Öyleyse gelin, Vietnam Savaşı’nın ABD toplumunda hangi duyguları ayağa kaldırdığını yeniden anımsayalım.
İkinci Dünya Savaşı sonrası Dünya’nın iki kutbu arasında başlayan Soğuk Savaş’ın en şiddetli yılları 1960’lar oldu. Bu dönemde alev alan Vietnam Savaşı ise savaşın çirkin yüzünü tüm insanlığa bir kere daha yaşattı.
On binlerce ABD askeri bir anda hiç tanımadıkları, bilmedikleri topraklara; Asya ücralarına doğru yola koyuldular, girdikleri bu savaştan çıkmaları ise hiç kolay olmayacaktı.
Dönemin en başarılı ve tanınmış sporcularından Muhammed Ali de Vietnam Savaşı’na karşı çıkan en bilindik aktivistlerden biriydi.
Muhammed Ali’nin bu tutumu tüm dünyada savaş karşıtlarının ve ırk ayrımcılığına karşı mücadele eden aktivistlerin büyük beğenisini toplasa da, Ali’ye çok pahalıya mal oldu.
ABD şehirlerinde savaş karşıtı gösteriler yoğunlaşırken cepheden de iyi haberler gelmiyordu.

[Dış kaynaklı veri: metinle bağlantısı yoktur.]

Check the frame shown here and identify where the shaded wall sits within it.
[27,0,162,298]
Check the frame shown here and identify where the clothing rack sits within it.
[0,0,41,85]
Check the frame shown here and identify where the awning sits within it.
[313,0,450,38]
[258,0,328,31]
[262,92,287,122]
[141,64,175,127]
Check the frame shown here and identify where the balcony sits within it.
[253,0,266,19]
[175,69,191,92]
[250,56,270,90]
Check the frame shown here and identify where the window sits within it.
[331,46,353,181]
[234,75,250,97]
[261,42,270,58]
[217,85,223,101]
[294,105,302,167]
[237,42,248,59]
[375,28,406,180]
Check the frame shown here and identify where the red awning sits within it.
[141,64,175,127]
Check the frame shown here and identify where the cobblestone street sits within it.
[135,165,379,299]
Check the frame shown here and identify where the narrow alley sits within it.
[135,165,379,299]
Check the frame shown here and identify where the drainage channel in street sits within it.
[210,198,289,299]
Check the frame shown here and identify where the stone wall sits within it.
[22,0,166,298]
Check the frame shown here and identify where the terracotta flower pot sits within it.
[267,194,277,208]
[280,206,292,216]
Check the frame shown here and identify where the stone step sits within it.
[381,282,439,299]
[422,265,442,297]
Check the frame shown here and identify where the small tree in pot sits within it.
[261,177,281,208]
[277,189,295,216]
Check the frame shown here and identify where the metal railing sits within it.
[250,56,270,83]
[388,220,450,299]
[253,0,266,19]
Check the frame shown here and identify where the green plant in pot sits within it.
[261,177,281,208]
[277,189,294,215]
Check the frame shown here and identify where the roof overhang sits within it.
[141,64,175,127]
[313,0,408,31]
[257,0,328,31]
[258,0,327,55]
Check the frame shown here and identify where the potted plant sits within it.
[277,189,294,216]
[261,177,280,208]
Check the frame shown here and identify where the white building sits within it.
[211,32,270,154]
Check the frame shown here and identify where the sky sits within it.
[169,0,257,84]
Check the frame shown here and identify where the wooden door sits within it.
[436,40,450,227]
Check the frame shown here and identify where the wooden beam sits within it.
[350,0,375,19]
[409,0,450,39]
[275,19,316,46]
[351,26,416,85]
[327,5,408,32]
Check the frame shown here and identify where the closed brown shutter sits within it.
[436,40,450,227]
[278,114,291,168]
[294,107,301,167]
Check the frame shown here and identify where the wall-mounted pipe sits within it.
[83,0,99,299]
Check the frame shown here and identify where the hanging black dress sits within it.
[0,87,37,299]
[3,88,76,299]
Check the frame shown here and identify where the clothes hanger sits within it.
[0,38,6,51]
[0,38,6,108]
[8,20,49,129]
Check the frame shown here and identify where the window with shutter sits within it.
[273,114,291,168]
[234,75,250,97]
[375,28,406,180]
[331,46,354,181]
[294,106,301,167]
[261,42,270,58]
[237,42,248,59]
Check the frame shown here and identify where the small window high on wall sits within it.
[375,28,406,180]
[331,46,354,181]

ABD ve müttefikleri tüm uğraşlarına rağmen Kuzey Vietnam savunmasını yaramadılar.
Vietnam’da elde edilen zaferin Çin Halk Cumhuriyeti ile Sovyet Rusya arasındaki sorunları gidereceği düşünülüyordu ama bu savaşın ardından iki ülke arasındaki fikir ayrılıkları daha çok büyüdü.
İkinci Dünya Savaşı’ndan sonra insanlığın yaşadığı en büyük trajedi olarak kayıtlara geçen Vietnam Savaşı, demokrasi bloku olarak kodlanan Batı’nın acımasız yüzünü ortaya çıkartan bir örnek olarak kayıtlara geçti.